The biggest difference people see when they come to my office is that I am not afraid of my patients. I don’t have nurses handling calls in a way that “protects” me from them (as was the case in my old practice). The quicker and easier we can handle problems, the better my practice works. If someone has poison ivy, they send me a picture of the rash and I treat it. If a person needs a note for school or home because of a virus with a fever or diarrhea, I give it to them without forcing them to come in and prove to me they have either (i.e. bring in the diarrhea). We can hear the history on the phone or via secure messaging, and then if the person needs to be seen, it is only to fill in the gaps of the history we already have.
This doesn’t lower the quality of care, it raises it. People are more willing to communicate with us, and are less likely to let small problems fester and turn into big ones. Plus, they get a far more pleasant experience in the office, as the wait times are still close to zero for most office visits.
I set off on this journey with the lofty idea that this practice model could change our system. While I still believe that fact, I am far less interested in preaching that fact and far more interested in doing what I’ve always wanted to do: give as good of care as I can for as many people possible. Three years behind me and even this business amateur hasn’t messed this up.
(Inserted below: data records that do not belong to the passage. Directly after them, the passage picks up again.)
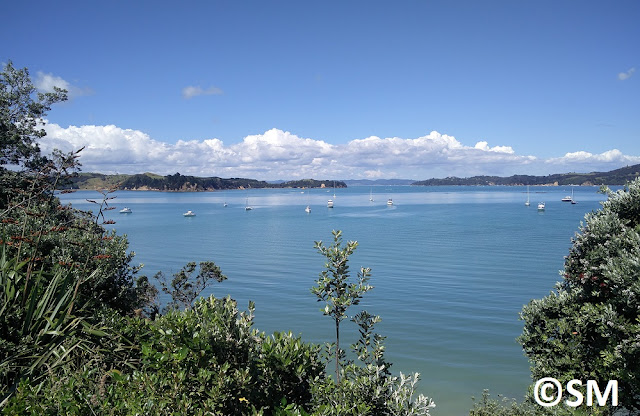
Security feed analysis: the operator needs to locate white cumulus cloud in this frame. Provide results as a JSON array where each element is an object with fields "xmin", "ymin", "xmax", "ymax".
[
  {"xmin": 33, "ymin": 71, "xmax": 93, "ymax": 98},
  {"xmin": 41, "ymin": 124, "xmax": 640, "ymax": 180}
]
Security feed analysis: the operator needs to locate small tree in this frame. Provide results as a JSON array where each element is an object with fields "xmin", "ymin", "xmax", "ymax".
[
  {"xmin": 518, "ymin": 179, "xmax": 640, "ymax": 412},
  {"xmin": 155, "ymin": 261, "xmax": 227, "ymax": 310},
  {"xmin": 311, "ymin": 230, "xmax": 373, "ymax": 383},
  {"xmin": 0, "ymin": 61, "xmax": 67, "ymax": 168}
]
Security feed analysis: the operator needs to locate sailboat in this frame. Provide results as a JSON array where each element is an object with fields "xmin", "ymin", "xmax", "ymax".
[{"xmin": 562, "ymin": 188, "xmax": 573, "ymax": 202}]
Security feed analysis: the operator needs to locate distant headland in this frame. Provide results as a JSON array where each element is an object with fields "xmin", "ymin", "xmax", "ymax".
[
  {"xmin": 67, "ymin": 164, "xmax": 640, "ymax": 192},
  {"xmin": 412, "ymin": 164, "xmax": 640, "ymax": 186},
  {"xmin": 67, "ymin": 173, "xmax": 347, "ymax": 192}
]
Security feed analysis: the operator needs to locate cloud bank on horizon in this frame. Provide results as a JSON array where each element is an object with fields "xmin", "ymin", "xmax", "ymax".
[{"xmin": 40, "ymin": 123, "xmax": 640, "ymax": 180}]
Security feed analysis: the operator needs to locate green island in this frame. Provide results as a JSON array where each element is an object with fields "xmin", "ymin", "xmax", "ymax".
[
  {"xmin": 0, "ymin": 62, "xmax": 640, "ymax": 416},
  {"xmin": 412, "ymin": 164, "xmax": 640, "ymax": 186},
  {"xmin": 65, "ymin": 172, "xmax": 347, "ymax": 192}
]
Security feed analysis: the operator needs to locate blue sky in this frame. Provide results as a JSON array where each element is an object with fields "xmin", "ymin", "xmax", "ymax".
[{"xmin": 0, "ymin": 0, "xmax": 640, "ymax": 179}]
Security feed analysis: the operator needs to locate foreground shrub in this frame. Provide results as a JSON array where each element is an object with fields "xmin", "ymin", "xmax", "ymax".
[
  {"xmin": 6, "ymin": 297, "xmax": 323, "ymax": 415},
  {"xmin": 519, "ymin": 179, "xmax": 640, "ymax": 413}
]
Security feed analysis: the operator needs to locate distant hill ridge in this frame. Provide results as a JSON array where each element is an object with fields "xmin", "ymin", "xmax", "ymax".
[
  {"xmin": 412, "ymin": 164, "xmax": 640, "ymax": 186},
  {"xmin": 69, "ymin": 172, "xmax": 347, "ymax": 192},
  {"xmin": 70, "ymin": 164, "xmax": 640, "ymax": 192}
]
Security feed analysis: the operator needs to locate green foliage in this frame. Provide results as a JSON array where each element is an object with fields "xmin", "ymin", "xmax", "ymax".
[
  {"xmin": 0, "ymin": 61, "xmax": 67, "ymax": 169},
  {"xmin": 519, "ymin": 180, "xmax": 640, "ymax": 411},
  {"xmin": 0, "ymin": 250, "xmax": 104, "ymax": 400},
  {"xmin": 311, "ymin": 230, "xmax": 373, "ymax": 382},
  {"xmin": 6, "ymin": 297, "xmax": 323, "ymax": 415},
  {"xmin": 311, "ymin": 231, "xmax": 435, "ymax": 416},
  {"xmin": 155, "ymin": 261, "xmax": 227, "ymax": 310}
]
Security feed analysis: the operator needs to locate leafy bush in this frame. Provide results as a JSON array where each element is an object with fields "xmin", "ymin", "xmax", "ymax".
[{"xmin": 519, "ymin": 179, "xmax": 640, "ymax": 412}]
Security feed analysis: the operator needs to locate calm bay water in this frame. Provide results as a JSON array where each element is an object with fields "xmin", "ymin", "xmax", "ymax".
[{"xmin": 62, "ymin": 187, "xmax": 605, "ymax": 415}]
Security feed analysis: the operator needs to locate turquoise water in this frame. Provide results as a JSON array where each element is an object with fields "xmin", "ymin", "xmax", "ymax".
[{"xmin": 64, "ymin": 187, "xmax": 604, "ymax": 415}]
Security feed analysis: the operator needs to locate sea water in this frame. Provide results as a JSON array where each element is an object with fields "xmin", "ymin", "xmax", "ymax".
[{"xmin": 62, "ymin": 186, "xmax": 605, "ymax": 415}]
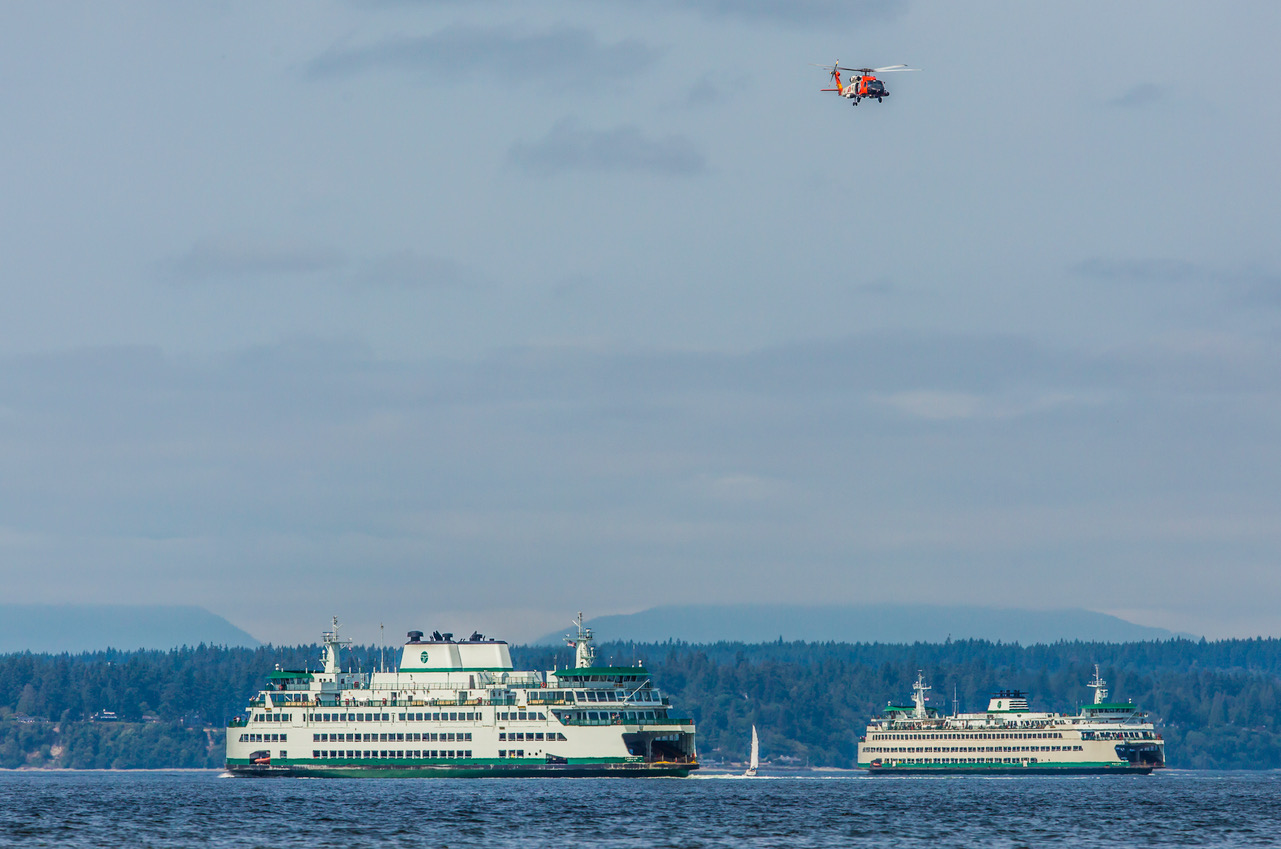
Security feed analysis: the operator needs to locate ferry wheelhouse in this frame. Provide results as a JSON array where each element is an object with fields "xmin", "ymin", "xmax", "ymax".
[
  {"xmin": 227, "ymin": 615, "xmax": 698, "ymax": 777},
  {"xmin": 858, "ymin": 666, "xmax": 1166, "ymax": 775}
]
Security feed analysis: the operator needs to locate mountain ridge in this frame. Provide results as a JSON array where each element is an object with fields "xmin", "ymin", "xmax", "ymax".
[
  {"xmin": 530, "ymin": 604, "xmax": 1193, "ymax": 645},
  {"xmin": 0, "ymin": 604, "xmax": 261, "ymax": 654}
]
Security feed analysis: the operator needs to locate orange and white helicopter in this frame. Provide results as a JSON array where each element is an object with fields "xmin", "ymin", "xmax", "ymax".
[{"xmin": 815, "ymin": 61, "xmax": 920, "ymax": 106}]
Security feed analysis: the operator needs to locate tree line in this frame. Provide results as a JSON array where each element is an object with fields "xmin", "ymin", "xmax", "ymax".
[{"xmin": 0, "ymin": 639, "xmax": 1281, "ymax": 770}]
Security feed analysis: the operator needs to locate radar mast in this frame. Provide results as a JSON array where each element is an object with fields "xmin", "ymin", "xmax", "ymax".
[
  {"xmin": 1085, "ymin": 663, "xmax": 1108, "ymax": 704},
  {"xmin": 912, "ymin": 670, "xmax": 931, "ymax": 720},
  {"xmin": 320, "ymin": 616, "xmax": 351, "ymax": 675},
  {"xmin": 565, "ymin": 611, "xmax": 596, "ymax": 670}
]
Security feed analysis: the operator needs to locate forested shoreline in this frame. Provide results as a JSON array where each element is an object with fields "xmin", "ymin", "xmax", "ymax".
[{"xmin": 0, "ymin": 639, "xmax": 1281, "ymax": 770}]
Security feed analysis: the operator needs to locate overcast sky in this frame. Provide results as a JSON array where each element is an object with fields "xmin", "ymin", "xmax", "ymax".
[{"xmin": 0, "ymin": 0, "xmax": 1281, "ymax": 643}]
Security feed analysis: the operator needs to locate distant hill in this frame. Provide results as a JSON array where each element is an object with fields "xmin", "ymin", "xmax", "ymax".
[
  {"xmin": 0, "ymin": 604, "xmax": 260, "ymax": 653},
  {"xmin": 534, "ymin": 604, "xmax": 1190, "ymax": 645}
]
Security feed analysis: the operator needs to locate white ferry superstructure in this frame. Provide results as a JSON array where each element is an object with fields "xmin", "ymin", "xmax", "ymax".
[
  {"xmin": 227, "ymin": 615, "xmax": 698, "ymax": 777},
  {"xmin": 858, "ymin": 666, "xmax": 1166, "ymax": 775}
]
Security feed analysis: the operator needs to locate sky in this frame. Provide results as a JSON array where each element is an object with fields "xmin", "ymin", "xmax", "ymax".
[{"xmin": 0, "ymin": 0, "xmax": 1281, "ymax": 643}]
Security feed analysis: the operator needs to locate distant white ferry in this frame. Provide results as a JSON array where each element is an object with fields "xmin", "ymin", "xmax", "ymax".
[
  {"xmin": 858, "ymin": 666, "xmax": 1166, "ymax": 775},
  {"xmin": 227, "ymin": 615, "xmax": 698, "ymax": 777}
]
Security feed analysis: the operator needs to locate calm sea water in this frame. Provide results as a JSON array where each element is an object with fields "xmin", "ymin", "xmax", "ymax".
[{"xmin": 0, "ymin": 771, "xmax": 1281, "ymax": 849}]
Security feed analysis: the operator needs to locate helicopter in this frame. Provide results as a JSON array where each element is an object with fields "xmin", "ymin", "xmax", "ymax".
[{"xmin": 815, "ymin": 61, "xmax": 920, "ymax": 106}]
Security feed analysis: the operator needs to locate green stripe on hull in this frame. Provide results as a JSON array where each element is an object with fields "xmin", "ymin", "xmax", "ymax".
[{"xmin": 227, "ymin": 758, "xmax": 698, "ymax": 779}]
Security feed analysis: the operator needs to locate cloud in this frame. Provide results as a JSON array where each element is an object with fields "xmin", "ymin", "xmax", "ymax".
[
  {"xmin": 1108, "ymin": 82, "xmax": 1168, "ymax": 109},
  {"xmin": 1068, "ymin": 257, "xmax": 1281, "ymax": 307},
  {"xmin": 167, "ymin": 238, "xmax": 483, "ymax": 288},
  {"xmin": 1068, "ymin": 257, "xmax": 1207, "ymax": 283},
  {"xmin": 307, "ymin": 24, "xmax": 657, "ymax": 85},
  {"xmin": 630, "ymin": 0, "xmax": 907, "ymax": 26},
  {"xmin": 351, "ymin": 251, "xmax": 480, "ymax": 288},
  {"xmin": 0, "ymin": 333, "xmax": 1281, "ymax": 637},
  {"xmin": 168, "ymin": 236, "xmax": 347, "ymax": 282},
  {"xmin": 875, "ymin": 389, "xmax": 1102, "ymax": 421},
  {"xmin": 510, "ymin": 119, "xmax": 707, "ymax": 177}
]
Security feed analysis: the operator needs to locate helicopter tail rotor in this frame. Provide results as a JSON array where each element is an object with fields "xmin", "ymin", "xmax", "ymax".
[{"xmin": 810, "ymin": 59, "xmax": 845, "ymax": 93}]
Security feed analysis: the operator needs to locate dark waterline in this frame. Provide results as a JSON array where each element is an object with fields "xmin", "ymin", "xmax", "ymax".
[{"xmin": 0, "ymin": 771, "xmax": 1281, "ymax": 849}]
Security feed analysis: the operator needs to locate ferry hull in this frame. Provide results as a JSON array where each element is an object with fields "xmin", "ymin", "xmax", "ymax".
[
  {"xmin": 227, "ymin": 763, "xmax": 698, "ymax": 779},
  {"xmin": 860, "ymin": 763, "xmax": 1159, "ymax": 776}
]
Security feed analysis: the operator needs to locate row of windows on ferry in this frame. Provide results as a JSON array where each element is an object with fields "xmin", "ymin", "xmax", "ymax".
[
  {"xmin": 890, "ymin": 758, "xmax": 1040, "ymax": 764},
  {"xmin": 311, "ymin": 731, "xmax": 471, "ymax": 743},
  {"xmin": 312, "ymin": 749, "xmax": 479, "ymax": 761},
  {"xmin": 304, "ymin": 711, "xmax": 480, "ymax": 722},
  {"xmin": 871, "ymin": 731, "xmax": 1063, "ymax": 740},
  {"xmin": 863, "ymin": 745, "xmax": 1084, "ymax": 754},
  {"xmin": 552, "ymin": 711, "xmax": 664, "ymax": 722}
]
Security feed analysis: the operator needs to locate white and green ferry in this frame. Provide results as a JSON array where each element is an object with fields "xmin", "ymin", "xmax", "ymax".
[
  {"xmin": 227, "ymin": 615, "xmax": 698, "ymax": 777},
  {"xmin": 858, "ymin": 666, "xmax": 1166, "ymax": 775}
]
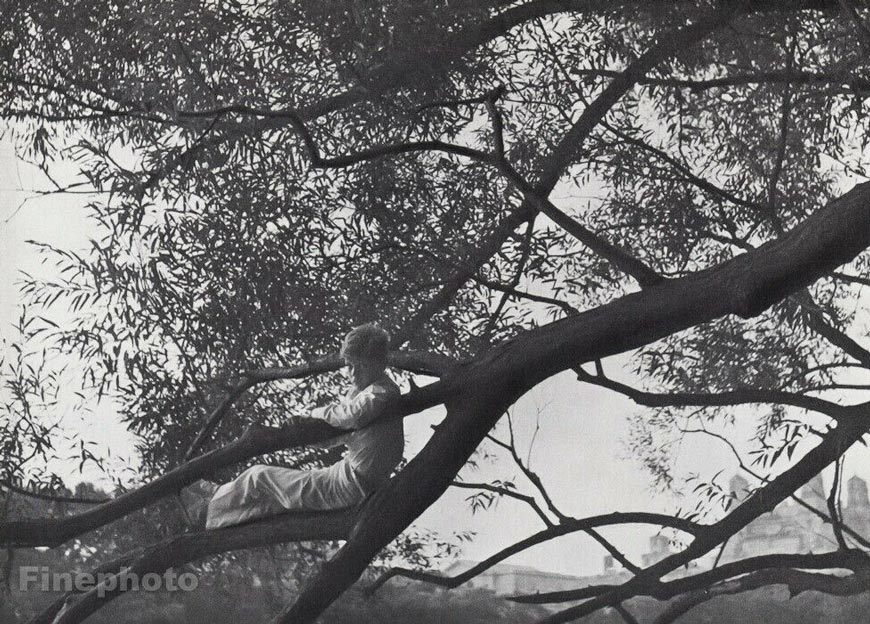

My practice is more fun, patient centered, simple, fulfilling, and personal than my old practice ever was. I also give much better care than I ever could, and I do so paying much more attention to saving people money. To those who said this never could work, I say: so far it is working far better than I ever thought it would. To those who expressed implicit confidence in my success, I say: It wasn’t ever a sure thing I’d survive, I did spend most of my savings to get through the first two years, and we still have to grow enough to make this thing sustainable, but doing so without diminishing what makes my current practice so much better than my old one.

We are not there yet, but perhaps the goal is coming into sight. If it doesn’t, I may just throw myself to the ground and scream.